Many of the variants in this region are predicted to be damaging or deleterious by multiple programs. SLC5A10 partially overlaps with FAM83G, which is expressed in the skin and esophagus (eQTLs; https://www.gtexportal.org/home/)19. It is not likely that variants in this region represent diabetes-related factors; neither gene is known to impact diabetes risk, fasting glucose or HbA1c. In addition, variants near SLC5A10 were not associated with diabetes status, and comparing individuals with and without variants in SLC5A10, multiple other measures of hyperglycemia were similar, while mean 1,5-AG differed substantially (Supplementary Fig. S2). Given this evidence, it is likely that rs61741107 and rs148178887 represent putative causal variants for 1,5-AG in this region.

In addition, significant, common variants on chromosomes 1, 2, 3 and 22, and a low frequency variant on chromosome 7 were associated with 1,5-AG concentrations. These loci were all identified by our previous GWAS in the region near LCT/UBXN4/R3HDM1/RAB3GAP1. While several of the variants in this region are nonsynonymous, they were mainly not predicted to be damaging or deleterious, and the effect sizes are relatively small, indicating a potentially more modest impact on 1,5-AG levels.
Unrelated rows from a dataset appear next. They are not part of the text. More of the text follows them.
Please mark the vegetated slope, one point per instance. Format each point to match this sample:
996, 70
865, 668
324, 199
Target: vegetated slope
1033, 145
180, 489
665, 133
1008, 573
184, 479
Other regions which were significantly associated among Europeans but not Africans including MGAM, SLC5A1 and SI. Further studies are needed to confirm the role of rare variants in these regions in 1,5-AG.

There is currently debate about the utility of 1,5-AG as a useful biomarker of hyperglycemia in adults with diabetes. Prior to widespread use of any clinical test, it is important to identify limitations overall or for specific subpopulations. Warren et al. have shown that there is a proportion of individuals for whom 1,5-AG produces “false positive results”, i.e., where 1,5-AG concentrations are low while fasting glucose and 2-hour glucose levels are not elevated21. Our work shows evidence of a strong genetic impact on 1,5-AG unrelated to diabetes, which may explain some of these findings. The likely nonglycemic genetic impact on 1,5-AG identified in this work is similar to previous findings in HbA1c, for which variants have been identified which impact HbA1c levels, but are not important mechanisms of glucose control9,22,23. Our results may have implications for the overall utility of the biomarker independent of genetic characterization.

Exome sequencing has highlighted the role of SLC5A10 influencing 1,5-AG levels. This study has provided insight into the biology of this biomarker. Although these rare variants impact a smaller number of individuals than common variants, the large effect sizes would likely alter 1,5-AG levels in a sufficient manner to substantially impact its usefulness as a biomarker of hyperglycemia for carriers.